True but ships and crews with the equipment to do the repairs are limited. It's possible to overwhelm the repair capacities. Also, it takes time to physically travel between cuts so while cuts in the Baltic might take a week or two to fix, a cut in the Atlantic and one in the Baltic may take a week or two just for travel.
If someone will try to overwhelm the repair capacities for integral communications, they'll be dealt with like pirates - simply sunk and be done with.
As if they know which ship did this…
They already know. The captain will probably end up in prison for a long time, and company which owns the ship will pay for the deliberate damage. Would be good too if they can crack who from the crew works for Russian saboteurs besides the captain. Unlikely it's just one person.
Crazy that you can splice optical cable..
They actually have very cool devices that will automatically align and fuse two fibers and estimate the loss of the bond.

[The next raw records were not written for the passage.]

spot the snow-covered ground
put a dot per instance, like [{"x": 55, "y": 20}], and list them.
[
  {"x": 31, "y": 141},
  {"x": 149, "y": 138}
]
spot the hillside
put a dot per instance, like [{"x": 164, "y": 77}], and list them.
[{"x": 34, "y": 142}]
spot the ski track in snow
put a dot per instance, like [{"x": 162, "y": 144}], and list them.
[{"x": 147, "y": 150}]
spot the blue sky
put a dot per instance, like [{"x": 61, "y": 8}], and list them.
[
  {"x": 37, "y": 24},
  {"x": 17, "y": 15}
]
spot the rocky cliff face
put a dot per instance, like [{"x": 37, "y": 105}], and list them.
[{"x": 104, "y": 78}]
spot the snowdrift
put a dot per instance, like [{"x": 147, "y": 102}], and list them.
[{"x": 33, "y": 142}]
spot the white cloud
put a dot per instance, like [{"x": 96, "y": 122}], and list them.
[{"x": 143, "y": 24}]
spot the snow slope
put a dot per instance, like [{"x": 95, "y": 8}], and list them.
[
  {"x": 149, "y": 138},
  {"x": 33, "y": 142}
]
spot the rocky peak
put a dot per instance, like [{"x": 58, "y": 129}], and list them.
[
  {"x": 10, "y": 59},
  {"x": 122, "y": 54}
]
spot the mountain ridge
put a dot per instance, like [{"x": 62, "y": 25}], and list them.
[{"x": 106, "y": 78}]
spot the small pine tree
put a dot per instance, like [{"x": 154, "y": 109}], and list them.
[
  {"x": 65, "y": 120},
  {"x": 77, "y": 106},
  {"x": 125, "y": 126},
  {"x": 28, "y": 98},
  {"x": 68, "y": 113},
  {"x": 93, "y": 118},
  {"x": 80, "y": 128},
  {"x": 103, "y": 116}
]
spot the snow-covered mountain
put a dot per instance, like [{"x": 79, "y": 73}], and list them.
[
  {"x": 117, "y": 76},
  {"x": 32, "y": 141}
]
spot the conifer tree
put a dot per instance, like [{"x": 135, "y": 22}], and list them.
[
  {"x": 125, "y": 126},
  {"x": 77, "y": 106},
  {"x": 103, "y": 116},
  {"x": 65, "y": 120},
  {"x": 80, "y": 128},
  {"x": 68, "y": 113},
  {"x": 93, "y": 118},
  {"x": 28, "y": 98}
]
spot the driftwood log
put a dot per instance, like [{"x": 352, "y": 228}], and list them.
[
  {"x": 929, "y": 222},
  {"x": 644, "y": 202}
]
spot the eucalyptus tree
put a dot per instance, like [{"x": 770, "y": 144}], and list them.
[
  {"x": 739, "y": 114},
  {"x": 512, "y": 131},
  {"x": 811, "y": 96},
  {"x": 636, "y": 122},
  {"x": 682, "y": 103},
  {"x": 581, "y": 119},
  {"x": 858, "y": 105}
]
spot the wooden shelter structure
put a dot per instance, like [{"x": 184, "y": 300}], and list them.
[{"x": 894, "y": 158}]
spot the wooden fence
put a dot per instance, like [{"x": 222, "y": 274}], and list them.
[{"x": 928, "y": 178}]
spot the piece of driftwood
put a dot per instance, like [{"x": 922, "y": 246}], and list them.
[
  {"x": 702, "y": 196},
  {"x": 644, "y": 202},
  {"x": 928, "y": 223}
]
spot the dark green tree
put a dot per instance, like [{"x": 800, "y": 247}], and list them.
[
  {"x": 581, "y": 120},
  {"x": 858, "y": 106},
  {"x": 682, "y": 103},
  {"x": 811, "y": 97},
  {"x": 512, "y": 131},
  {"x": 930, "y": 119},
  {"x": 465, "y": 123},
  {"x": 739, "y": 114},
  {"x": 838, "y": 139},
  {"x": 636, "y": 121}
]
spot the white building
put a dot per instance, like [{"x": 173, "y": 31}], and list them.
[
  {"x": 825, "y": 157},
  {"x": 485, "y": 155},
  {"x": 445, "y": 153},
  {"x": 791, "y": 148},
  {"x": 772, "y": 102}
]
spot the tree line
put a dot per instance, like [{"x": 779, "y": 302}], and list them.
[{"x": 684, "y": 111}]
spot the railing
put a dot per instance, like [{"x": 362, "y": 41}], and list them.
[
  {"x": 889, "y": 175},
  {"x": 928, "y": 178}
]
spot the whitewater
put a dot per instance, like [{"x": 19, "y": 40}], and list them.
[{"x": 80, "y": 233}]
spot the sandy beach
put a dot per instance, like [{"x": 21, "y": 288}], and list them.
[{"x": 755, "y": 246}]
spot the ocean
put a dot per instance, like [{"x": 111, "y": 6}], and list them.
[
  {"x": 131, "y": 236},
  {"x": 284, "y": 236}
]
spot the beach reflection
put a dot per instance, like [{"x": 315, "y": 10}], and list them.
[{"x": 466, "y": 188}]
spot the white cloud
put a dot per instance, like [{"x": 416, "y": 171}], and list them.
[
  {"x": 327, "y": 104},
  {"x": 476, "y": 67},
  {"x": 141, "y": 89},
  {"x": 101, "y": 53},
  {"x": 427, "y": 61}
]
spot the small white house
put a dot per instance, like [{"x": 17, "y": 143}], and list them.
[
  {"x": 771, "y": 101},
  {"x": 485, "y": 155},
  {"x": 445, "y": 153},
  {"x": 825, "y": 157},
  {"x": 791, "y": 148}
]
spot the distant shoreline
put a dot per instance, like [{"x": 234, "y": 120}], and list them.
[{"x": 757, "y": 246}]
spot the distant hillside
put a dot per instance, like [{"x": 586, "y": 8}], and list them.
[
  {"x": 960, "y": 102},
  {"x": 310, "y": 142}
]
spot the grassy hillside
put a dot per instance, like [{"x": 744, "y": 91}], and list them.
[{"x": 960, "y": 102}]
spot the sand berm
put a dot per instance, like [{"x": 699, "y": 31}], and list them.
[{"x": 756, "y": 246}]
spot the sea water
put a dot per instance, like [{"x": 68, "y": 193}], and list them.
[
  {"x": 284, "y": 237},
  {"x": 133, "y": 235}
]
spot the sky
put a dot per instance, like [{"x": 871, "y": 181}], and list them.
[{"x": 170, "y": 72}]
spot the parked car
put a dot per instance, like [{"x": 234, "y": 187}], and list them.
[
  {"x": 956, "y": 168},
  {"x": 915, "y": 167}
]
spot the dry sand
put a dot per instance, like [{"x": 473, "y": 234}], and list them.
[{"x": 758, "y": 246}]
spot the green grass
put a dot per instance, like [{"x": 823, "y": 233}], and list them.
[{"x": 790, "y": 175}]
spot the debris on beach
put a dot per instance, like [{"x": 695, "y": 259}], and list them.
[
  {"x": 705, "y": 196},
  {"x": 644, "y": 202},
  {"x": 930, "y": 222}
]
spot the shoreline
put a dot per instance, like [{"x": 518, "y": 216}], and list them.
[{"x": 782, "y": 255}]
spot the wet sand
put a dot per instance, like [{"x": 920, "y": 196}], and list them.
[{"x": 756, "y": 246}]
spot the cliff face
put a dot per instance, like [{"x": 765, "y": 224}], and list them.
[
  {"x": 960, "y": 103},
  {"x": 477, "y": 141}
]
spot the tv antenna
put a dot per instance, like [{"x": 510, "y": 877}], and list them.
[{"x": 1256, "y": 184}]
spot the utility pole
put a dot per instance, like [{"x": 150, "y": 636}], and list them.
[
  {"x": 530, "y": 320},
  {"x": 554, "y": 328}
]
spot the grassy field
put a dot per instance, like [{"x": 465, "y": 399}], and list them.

https://www.youtube.com/watch?v=JP_C0XLLyR0

how much do one of those bad boys cost?
The cheapest ones are surprisingly cheap at less than $1,000 and the highest end ones are $10,000
Today, we're going to talk to John Owens and learn about the process of splicing fiber: https://www.youtube.com/watch?v=1zN20ZVInfU
I mean… they get terminated somehow, right?
True, but splicing without leaving behind a powered repeater is different from the final termination with active electronics on the end.

It's pretty cool tech

I’m saying you can terminate cleanly without needing a repeater.

To be clear, I’m saying to terminate each end of the cut cable to a terminating device that continues the flow of light, not just the termination at the beginning/end of the line. Sorry if that wasn’t obvious.

Why is it crazy? It's been done since there has been optical cable.